Employee or Contractor: The Many Shades of Grey

1. Clear employer-contractor policies. From the time the business model is established, define the hard and the soft rules. Have a clearly written policy manual that guides the business decisions so that all parties have a clear understanding of the agreement.
Uber gives good open-ended pay, flexible hours, family activities, vehicle discounts. These are benefits. But do they provide contractors privileges such as health and dental coverages or paid time off similar to employees?


2. Size matters.  This helps determine the business model. Many times, contracting applies to small- or medium-scale types like caregiving businesses.
Shrewdly, the giant money-makers have a way of getting away with it to save up on overheads and other employee-related costs. Take FedEx and now, Uber. Had Uber stayed smaller than its 50 billion valuation, maybe they would have remained inconspicuous and would have easily avoided cases plaguing them today.

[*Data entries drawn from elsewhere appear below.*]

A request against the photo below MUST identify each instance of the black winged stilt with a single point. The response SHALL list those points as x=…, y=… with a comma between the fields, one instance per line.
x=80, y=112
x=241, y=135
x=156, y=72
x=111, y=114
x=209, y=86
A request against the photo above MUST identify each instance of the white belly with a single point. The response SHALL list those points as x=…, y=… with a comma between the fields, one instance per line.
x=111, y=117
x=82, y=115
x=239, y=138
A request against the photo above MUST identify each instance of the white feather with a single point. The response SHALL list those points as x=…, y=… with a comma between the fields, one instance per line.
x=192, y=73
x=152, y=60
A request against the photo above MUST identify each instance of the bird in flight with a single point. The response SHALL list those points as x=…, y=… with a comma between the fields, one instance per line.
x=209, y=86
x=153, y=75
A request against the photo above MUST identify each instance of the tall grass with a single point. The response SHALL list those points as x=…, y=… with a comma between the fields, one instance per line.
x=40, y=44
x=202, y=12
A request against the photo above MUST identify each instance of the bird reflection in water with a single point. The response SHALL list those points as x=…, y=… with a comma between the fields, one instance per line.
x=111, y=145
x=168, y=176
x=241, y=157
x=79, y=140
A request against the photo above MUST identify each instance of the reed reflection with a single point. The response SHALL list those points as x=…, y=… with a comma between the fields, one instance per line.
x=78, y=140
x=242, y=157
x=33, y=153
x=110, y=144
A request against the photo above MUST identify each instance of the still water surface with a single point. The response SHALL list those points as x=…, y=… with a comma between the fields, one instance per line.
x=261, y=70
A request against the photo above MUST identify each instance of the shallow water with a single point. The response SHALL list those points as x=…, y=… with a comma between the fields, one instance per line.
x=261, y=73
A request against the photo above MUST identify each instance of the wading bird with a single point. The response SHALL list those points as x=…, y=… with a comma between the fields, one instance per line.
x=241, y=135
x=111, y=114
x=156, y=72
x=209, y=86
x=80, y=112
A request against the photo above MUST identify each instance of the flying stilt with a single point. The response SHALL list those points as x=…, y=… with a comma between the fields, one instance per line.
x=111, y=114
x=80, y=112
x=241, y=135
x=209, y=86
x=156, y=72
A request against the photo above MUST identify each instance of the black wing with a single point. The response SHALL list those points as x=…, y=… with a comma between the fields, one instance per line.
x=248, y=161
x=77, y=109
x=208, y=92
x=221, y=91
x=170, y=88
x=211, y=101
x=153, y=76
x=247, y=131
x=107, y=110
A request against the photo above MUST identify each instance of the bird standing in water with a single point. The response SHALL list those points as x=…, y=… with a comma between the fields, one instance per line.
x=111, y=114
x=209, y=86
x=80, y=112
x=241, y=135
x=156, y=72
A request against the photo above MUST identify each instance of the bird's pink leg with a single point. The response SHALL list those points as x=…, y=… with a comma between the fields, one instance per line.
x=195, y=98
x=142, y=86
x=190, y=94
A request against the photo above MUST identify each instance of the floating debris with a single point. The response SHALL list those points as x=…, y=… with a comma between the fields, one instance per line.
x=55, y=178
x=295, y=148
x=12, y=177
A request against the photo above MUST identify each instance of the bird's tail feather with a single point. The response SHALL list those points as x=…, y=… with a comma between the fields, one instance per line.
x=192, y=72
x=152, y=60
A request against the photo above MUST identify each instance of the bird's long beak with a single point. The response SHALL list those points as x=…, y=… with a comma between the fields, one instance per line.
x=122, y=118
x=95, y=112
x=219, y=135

3. Exercise rights — operate within the legal framework.
FedEx lost their almost-10 year case and re-classified its more than 2,000 independent contractors to employees.

Once reported to the IRS, expect an audit. Once the courts determine employee status, it takes more time and money to change the decision. The consequences are substantial and taking the risk is not an option.

Along with the IRS, Department of Labor, State Unemployment, and others add to the cost of converting to an employee model of business.

4. Honesty is still the best policy. No cliché can ever be more meaningful than this. Yet, it is a golden rule approaching extinction. Authenticity seals the employer-contractor or employer-employee relationship directing the proper course of action when clarification is required.

Uber declares that it is “nothing more than a technology platform”. Say what? They could have commissioned robots instead, programmed to switch on and off as they please.  Like many, Uber is in the service business where people use technology to meet their needs.

Here’s the clincher. Despite the tough blow, many believe that Uber will win the battle years from now.

Oh, going back to Barbara Berwick, she now enterprises a start-up known as Rideshare School teaching drivers to argue employee status. And, going back to the question posed earlier, rights will certainly not be eroded as long as workers will not allow it. Take it from Barbara.

Meanwhile, a solution awaits Uber. Take it from Travis.